Hanson: Unlike Medina Spirit, some Derby vanquished had uphill climb

Medina Spirit, with John Velazquez up, wins the Kentucky Derby at Churchill Downs (Photography by Jamie Newell/TwinSpires)

Bob Baffert officially became the all-time leading trainer of Kentucky Derby (G1) winners on Saturday when Medina Spirit pulled off a 12-1 upset, bringing the Hall of Famer’s blanket of roses total to seven. Truth be told, though, Baffert arguably had the record for some time.

Ben A. Jones of Calumet Farm fame, with whom Baffert was previously tied for the mark, frequently asserted parental prerogative over his son, H. A. “Jimmy” Jones, by insisting his name be listed as trainer in the program for Citation (1948), Ponder (1949), and Hill Gail (1952) when they happened to run at Churchill Downs. Pretty much every other time those colts raced, especially in the case of the legendary Citation, it was Jimmy who deservedly got the full training credit.

Medina Spirit resembles Baffert’s first two Derby winners in some respects. Like Silver Charm, Medina Spirit is a Florida-bred without a commercially attractive pedigree. Real Quiet, Baffert’s second winner, also sold for a relative pittance at auction.

Medina Spirit and Real Quiet’s race records entering the Kentucky Derby are generally dissimilar, except for the fact both were non-threatening runners-up in their final prep, the Santa Anita Derby (G1), to horses the crowd at Churchill Downs sensed were among the “next big things,” but proved not to be on Derby Day for different reasons.

I’ll echo Kellie Reilly’s analysis on how circumstances ultimately benefited Medina Spirit, and that he’ll need to ultimately prove he can win more than one way. However, one long-term effect this result will have is that it’s unlikely you’ll ever see more than 10-1 available on any Baffert entrant in a Derby again, especially in an evenly-matched one like 2021’s.
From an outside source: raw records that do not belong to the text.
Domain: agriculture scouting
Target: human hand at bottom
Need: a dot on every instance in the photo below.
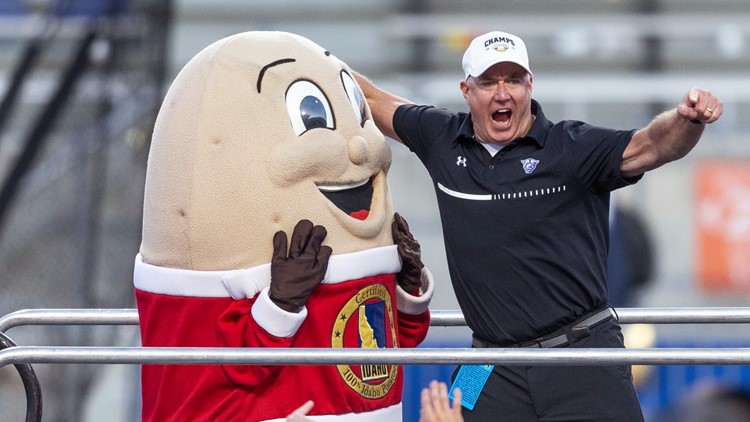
(436, 406)
(299, 415)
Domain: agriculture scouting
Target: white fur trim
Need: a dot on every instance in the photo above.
(243, 283)
(389, 414)
(276, 321)
(415, 305)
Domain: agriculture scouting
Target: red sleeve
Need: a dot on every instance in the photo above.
(413, 328)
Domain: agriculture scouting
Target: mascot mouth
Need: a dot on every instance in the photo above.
(352, 198)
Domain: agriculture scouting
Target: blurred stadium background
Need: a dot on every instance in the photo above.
(81, 82)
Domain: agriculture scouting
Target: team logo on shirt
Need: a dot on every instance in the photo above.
(366, 321)
(529, 164)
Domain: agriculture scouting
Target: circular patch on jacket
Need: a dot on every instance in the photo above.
(366, 322)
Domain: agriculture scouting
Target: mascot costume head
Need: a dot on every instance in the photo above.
(264, 139)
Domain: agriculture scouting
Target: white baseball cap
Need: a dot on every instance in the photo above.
(492, 48)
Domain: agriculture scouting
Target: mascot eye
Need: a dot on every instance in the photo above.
(308, 108)
(355, 97)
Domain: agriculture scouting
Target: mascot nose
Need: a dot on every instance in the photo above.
(357, 150)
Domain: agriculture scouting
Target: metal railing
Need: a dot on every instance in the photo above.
(126, 316)
(23, 356)
(420, 356)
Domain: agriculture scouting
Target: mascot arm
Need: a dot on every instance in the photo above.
(294, 275)
(413, 311)
(409, 278)
(257, 323)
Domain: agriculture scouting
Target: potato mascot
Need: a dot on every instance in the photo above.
(268, 223)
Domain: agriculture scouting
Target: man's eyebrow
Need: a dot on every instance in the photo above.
(269, 65)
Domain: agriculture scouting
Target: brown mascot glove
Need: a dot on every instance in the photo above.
(410, 276)
(294, 277)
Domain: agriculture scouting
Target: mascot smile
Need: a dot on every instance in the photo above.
(268, 223)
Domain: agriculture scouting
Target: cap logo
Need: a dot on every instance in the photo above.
(505, 42)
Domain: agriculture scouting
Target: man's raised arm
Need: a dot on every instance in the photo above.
(382, 105)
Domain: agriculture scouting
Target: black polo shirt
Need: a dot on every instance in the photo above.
(526, 231)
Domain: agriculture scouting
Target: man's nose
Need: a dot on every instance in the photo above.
(501, 92)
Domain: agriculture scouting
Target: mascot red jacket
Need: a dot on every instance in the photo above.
(268, 223)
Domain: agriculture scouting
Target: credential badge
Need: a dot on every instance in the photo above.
(529, 164)
(367, 322)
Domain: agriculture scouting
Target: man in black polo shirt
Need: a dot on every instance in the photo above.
(524, 207)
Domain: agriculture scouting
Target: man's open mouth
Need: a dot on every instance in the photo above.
(353, 198)
(502, 115)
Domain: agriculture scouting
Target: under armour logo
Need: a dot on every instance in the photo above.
(529, 164)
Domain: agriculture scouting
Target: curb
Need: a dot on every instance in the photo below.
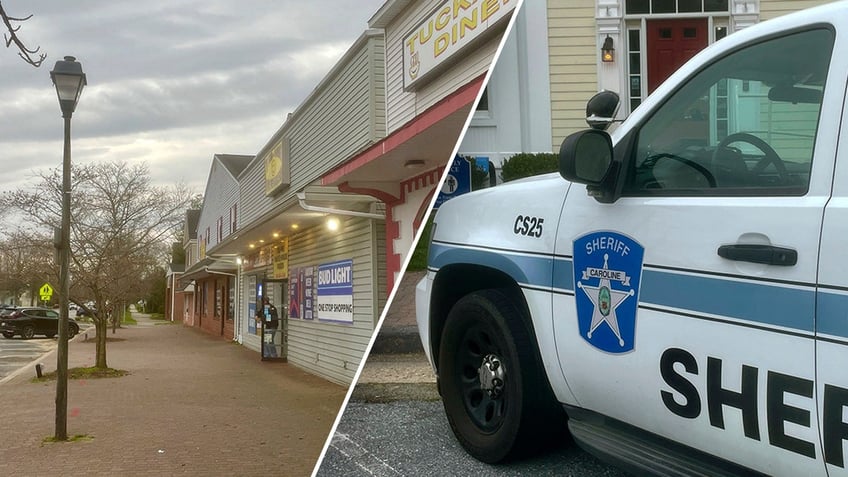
(39, 359)
(391, 392)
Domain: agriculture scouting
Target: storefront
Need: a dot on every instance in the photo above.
(284, 233)
(317, 223)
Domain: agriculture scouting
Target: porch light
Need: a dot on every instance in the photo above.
(608, 51)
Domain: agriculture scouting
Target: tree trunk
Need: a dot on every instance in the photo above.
(101, 325)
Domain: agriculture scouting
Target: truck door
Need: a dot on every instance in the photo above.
(691, 305)
(832, 319)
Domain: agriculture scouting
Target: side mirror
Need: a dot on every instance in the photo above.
(586, 157)
(601, 110)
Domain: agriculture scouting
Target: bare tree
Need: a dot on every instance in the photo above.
(11, 37)
(120, 227)
(24, 265)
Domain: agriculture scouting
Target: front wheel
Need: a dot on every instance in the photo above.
(495, 393)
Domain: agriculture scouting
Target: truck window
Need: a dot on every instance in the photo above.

That doesn’t mean they won’t deserve to be taken seriously on merit, obviously, but expect underlay odds regardless.

Reilly also makes a convincing argument that Mandaloun got relatively little out of the Louisiana Derby (G2) and was arguably at a fitness disadvantage when push came to shove against Medina Spirit in deep stretch. Although Authentic won last year’s “outlier” Derby off a seven-week break and Animal Kingdom won the 2011 edition off six weeks, the latter gap still seems a bit much, generally speaking.

That might have also played a role in Hot Rod Charlie not quite getting there, either, and it’s disappointing his connections are not considering the Preakness (G1) as he’d likely improve a lot off his weekend performance. Hot Rod Charlie is by Oxbow, the upset winner of the 2013 Preakness, but is reportedly being freshened for the Belmont S. (G1). On the surface, his pedigree doesn’t exactly scream for a mile and a half.

Beaten Derby favorite Essential Quality ran admirably in defeat, racing much wider throughout than the above three after exchanging blows with Rock Your World soon after the start. Like stablemate Mandaloun, he could prove a strong threat in the Preakness, and at a price better than the 2.90-1 on offer Saturday.

Baffert will be looking to break another tie in two weeks for most Preakness wins ever by a trainer. While it would be foolish to discount Medina Spirit’s chances of giving him his eighth win in the Pimlico classic, the two prospective rivals that finished within a length of him in the Derby had a lot more working against them than they might in the Preakness.

It should be an intriguing handicapping, betting, and race-watching exercise.